Growing up with Julia

She turns one year old today, a child who first saw light as the Filipino nation began one of its darkest moments – the impeachment of a sitting president.  I constantly thought of her during those days when everything seemed uncertain, when the routines of our lives were replaced by the swirl of daily demonstrations.  I would plant a kiss on her forehead each time I set off for a protest march, whispering this was for her.

Politics suddenly acquired a meaning for me that I had not previously known.  I stopped observing and became a fully-engaged participant. I was fighting for a world in which my granddaughter and everyone else of her generation could have a future.  That shift in perception has made all the difference.  I shed off my intellectual pessimism and learned to hope again.  Ralph Waldo Emerson was right: “Nature does not like to be observed, and likes that we should be her fools and playmates.”

Julia has grown, and so have we changed.  A few weeks after she was born, we booted out a president who failed the nation and welcomed a successor who promised the world.

New faces, old mind-set.  It didn’t take long before our hopes would be dashed by the realities of political life.  We should have known better than to think that whenever we needed them, we would be blessed with heroes who could rise to a vision rather than politicians forever lusting after power.

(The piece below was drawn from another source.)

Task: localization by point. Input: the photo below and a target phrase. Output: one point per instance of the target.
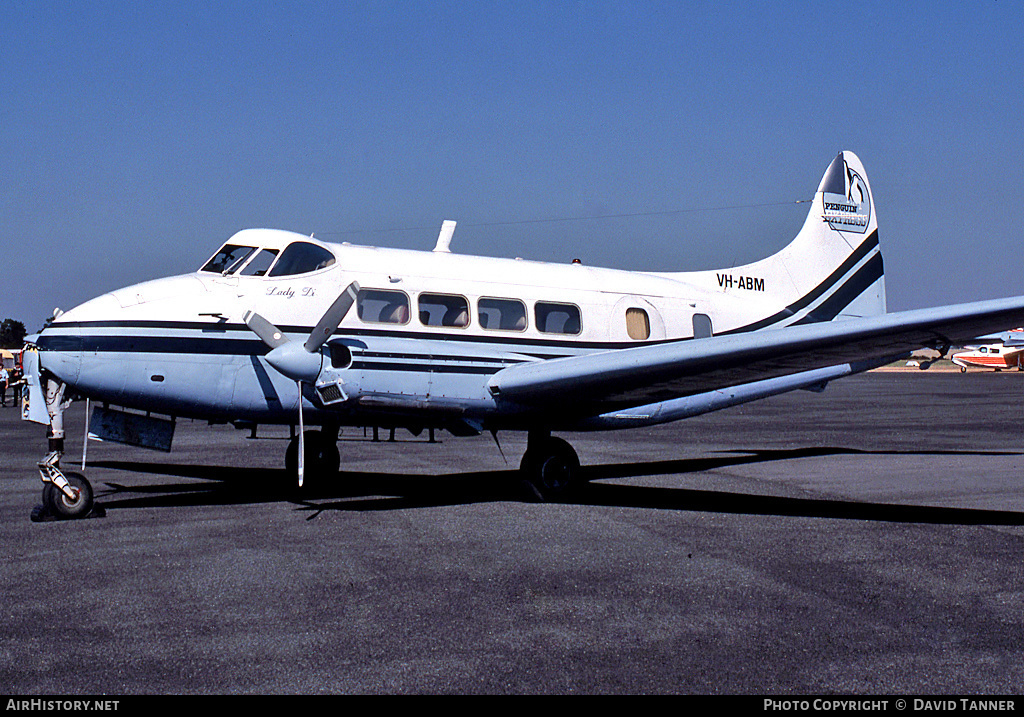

I can’t say the country is better today.  But we are hopefully wiser; we demand more from our leaders.  We also expect more from ourselves.  We do not hesitate to act on our dreams.  “Dream delivers us to dream, and there is no end to illusion,” says Emerson.  “Life is a train of moods, like a string of beads, and, as we pass through them, they prove to be many-colored lenses which paint the world their own hue, and each shows only what lies in its focus.  From the mountain you see the mountain.  We animate what we can, and we see only what we animate.”

These days, when I am with Julia, I see the world mostly through non-political lenses.  I sit by the pond with her, watching the lotus flowers open and close through many daybreaks and sunsets.  The color I see is not the color of political strife but the serenest pink of radiant lotuses. She has sharp eyes and she points to me the tiny snails feeding upon the leaves that float on the surface of the pond. Momentarily, she hears the chirping of the pipit, looks up and scans the branches of the mango tree.  Then her tiny finger goes up and calls my attention to her discovery.  Nature indeed belongs to the eyes that see them.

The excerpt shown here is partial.